Ik stap in Wageningen uit op de
Nijenoord Allee om een paar
van die gelede bakken te fotograferen. Daarna loop ik binnendoor in de
richting
van mijn doel voor vanmiddag: Arboretum De Dreijen. Ik passeer de
woonervenwijk
Tarthorst en Mouterijnoort, een nieuwe wijk op het terrein van een oude
mouterij. En mout is een grondstof voor allerlei alcoholhoudende
dranken.
De Dreijen, in het oosten van Wageningen, was de oude campus
van wat toen nog de Landbouwhogeschool heette. De gebouwen zijn hier
heel wat
traditioneler dan op de nieuwe campus.
Arboretum De Dreijen bestaat al 125
jaar en is aangelegd
door de in zijn tijd befaamde tuinarchitect Leonard Springer. De 7
hectare tellende
tuin lijkt veel groter, met zijn kronkelpaden en doorkijkjes. De
rotstuin is
een panorama waard.
Maar opvallender dan de bomen (althans voor mij als
niet-dendroloog) zijn de beeldhouwwerken. De meeste daarvan zijn nogal
fysiek,
lijfelijk; ze bestaan allemaal uit lichamen waaraan iets ontbreekt,
niet zelden
een hoofd, of alleen uit lichaamsdelen.
Een zonnewijzer is er ook, een heel
bijzondere. Meteen maar
even uitproberen of hij het doet. Er schijnt een waterig
late-winternamiddagzonnetje.
Op die twee langwerpige blokken op de voorgrond staan (moeilijk
zichtbaar op de
foto) de maanden van het jaar vermeld. Daarachter, op die ronding, de
uren van
de dag. In het midden 12 uur, de streep links daarvan is 11 uur, die
rechts van
het midden 13 uur, etc. Ik denk nou dat het bedoeling is dat je je
schaduw laat
vallen over de maand die het is (maart dus in dit geval) en de lijn dan
doortrekt naar die uurwijzer daarachter.
Mijn schaduw wijst naar 3 uur, en volgens mijn horloge is het kwart voor 4. Dat klopt dus perfect! De zonnewijzer geeft namelijk de werkelijke zonnetijd van Wageningen weer, en mijn uurwerk, net als dat van iedereen, Midden-Europese wintertijd. En die loopt pakweg 3 kwartier voor op de plaatselijke tijd – ook rekening houdend met de tijdsvereffening waarover ik het Greenwich ook al had.
Dan ontdek ik pas de
gebruiksaanwijzing van deze zonnewijzer
van Joost Barbiers. Die komt aardig overeen met wat ik zelf bedacht
had.
Wat zeg ik, 15:45 al? Dan moet ik
snel naar Het Depot, dat
gaat dicht om 17:00 uur; MET en geen plaatselijke zonnetijd. In dit
hypermoderne glazen gebouw bij de ingang van het arboretum is een zeer
uitgebreide beeldententoonstelling met echt honderden beelden. De
toegang is
even gratis als die tot het arboretum.
In Het Depot ontgaat het me niet, dat
ook deze beeldencollectie
weer bestaat uit hompen mens: lichaamsdelen en incomplete lijven. Is
dat een
moderne trend in de beeldhouwerij, of een vreemde tic van de
verzamelaar? Ik
ben er niet van op de hoogte, van trends in de sculptuur, en ga nu maar
eens
het boekje bestuderen dat ik bij de receptie heb ontvangen.
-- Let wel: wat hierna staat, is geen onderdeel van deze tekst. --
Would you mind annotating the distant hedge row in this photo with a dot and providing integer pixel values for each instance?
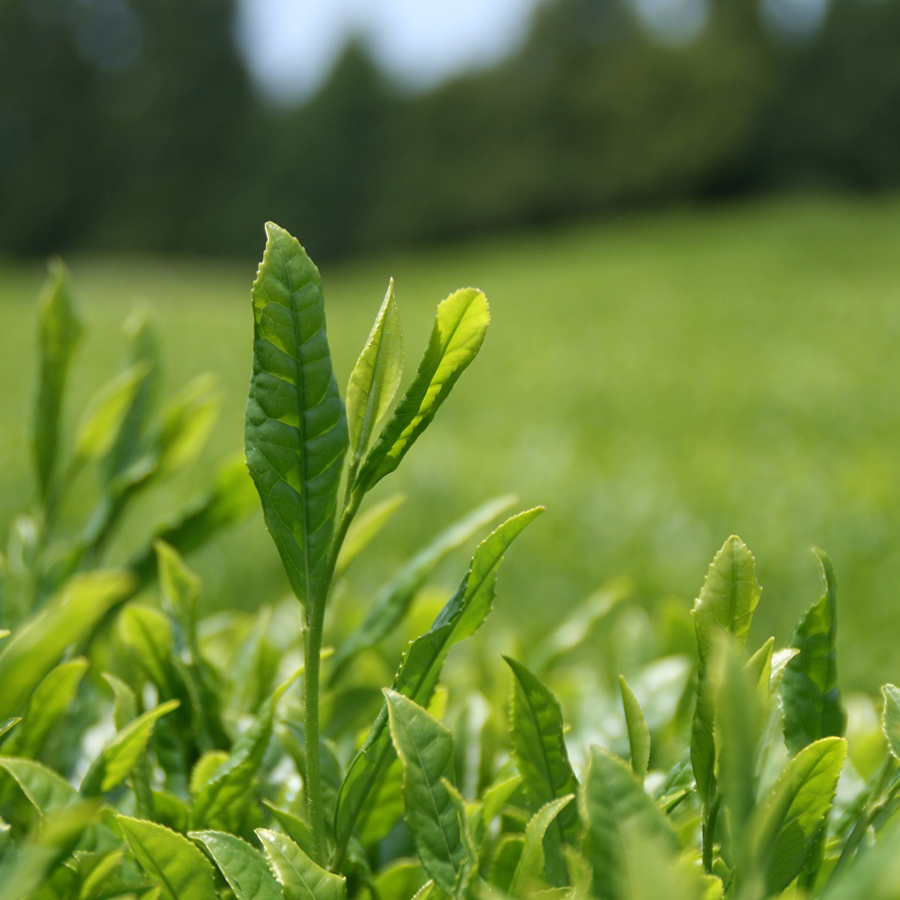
(131, 124)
De Stichting Het Depot ondersteunt
beeldhouwers van torsen
en fragmenten. Juist!
Een man staat op een beeld te tikken.
Klop, klop, klop! ‘Hè,
het is hol! Dit beeld is hol!’, zegt hij tegen zijn eega, die er zelf
ook even
op wil kloppen. Tok, tok, tok. ‘Ja, verdraaid, het is hol!’
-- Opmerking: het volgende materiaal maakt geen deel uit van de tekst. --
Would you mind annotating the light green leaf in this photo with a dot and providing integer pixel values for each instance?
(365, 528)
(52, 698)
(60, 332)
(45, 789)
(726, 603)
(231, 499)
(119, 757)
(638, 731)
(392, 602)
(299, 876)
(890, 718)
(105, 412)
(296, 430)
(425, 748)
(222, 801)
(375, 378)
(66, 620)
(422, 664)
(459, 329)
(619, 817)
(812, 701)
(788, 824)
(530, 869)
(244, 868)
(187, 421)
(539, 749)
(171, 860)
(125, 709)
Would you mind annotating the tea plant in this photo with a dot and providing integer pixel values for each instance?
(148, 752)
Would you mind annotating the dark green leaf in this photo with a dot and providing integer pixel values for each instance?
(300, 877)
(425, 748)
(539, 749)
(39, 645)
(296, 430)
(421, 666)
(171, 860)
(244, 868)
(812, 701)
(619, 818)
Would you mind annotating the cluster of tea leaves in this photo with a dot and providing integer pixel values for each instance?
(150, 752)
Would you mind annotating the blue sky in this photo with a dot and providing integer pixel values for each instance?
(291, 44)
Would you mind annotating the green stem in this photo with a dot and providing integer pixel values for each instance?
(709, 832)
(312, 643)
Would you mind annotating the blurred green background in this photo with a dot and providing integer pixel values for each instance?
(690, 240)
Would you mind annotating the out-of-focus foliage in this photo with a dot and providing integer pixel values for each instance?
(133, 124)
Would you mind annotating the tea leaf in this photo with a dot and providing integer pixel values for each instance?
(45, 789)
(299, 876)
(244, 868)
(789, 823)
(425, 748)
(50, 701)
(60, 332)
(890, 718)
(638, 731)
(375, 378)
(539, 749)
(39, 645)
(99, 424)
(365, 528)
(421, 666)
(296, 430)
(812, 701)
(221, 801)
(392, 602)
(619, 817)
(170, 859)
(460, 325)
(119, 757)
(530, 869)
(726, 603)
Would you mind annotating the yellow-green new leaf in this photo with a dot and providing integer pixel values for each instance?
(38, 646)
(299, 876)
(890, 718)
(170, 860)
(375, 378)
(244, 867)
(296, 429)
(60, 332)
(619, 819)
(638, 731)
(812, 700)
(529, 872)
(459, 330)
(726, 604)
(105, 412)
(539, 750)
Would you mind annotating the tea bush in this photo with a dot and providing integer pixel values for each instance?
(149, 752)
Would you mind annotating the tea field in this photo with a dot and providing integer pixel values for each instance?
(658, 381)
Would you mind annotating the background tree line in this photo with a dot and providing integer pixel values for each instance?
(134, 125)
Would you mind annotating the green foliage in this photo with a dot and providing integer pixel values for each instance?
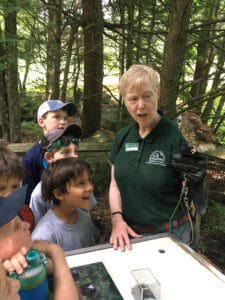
(214, 218)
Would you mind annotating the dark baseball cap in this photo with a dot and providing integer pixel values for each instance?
(11, 205)
(52, 136)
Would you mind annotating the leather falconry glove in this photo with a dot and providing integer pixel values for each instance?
(193, 166)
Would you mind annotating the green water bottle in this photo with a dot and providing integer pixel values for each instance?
(33, 281)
Net zo hol als jullie schedel, denk ik. Wie doet dat nou in een museum,
een
beetje op een beeld gaan staan kloppen!
Maar stond er niets iets in het
boekje over aanraken? Jawel,
je mag hier de beelden aanraken. Een bijzonder museum, dat vraagt om
een museum
top 5.
*1* Pépé Grégoire, Happy View (2005). Hier sta ik dan nog buiten,
voor Het Depot. Er valt aan dit beeld weinig uit te leggen; gewoon een
leuk
beeld.
*2* Emile van der Kruk, Piéta (2005).
Een piëta, zoals het
officieel gespeld wordt in het Nederlands (pietà in het Italiaans,
alweer een
ander accent) is een afbeelding van de dode Jezus Christus in de armen
van zijn
moeder Maria. Maar hier is Maria een leunstoel die een alweer
incomplete Jezus
in een houdgreep neemt. Apart!
*3* Novello Finotti, Anatomico che
cammina (1969). In de
put, en er weer uit. Zo gaat die pandemie verlopen. Uiteindelijk gaat
die toch ook
weer over.
*4* Karel Goudsbloem, Perfect Group (2002). Mijn handen zijn gebonden;
er komt
vrijwel niets uit mijn handen. En ik dreig mijn hoofd te verliezen.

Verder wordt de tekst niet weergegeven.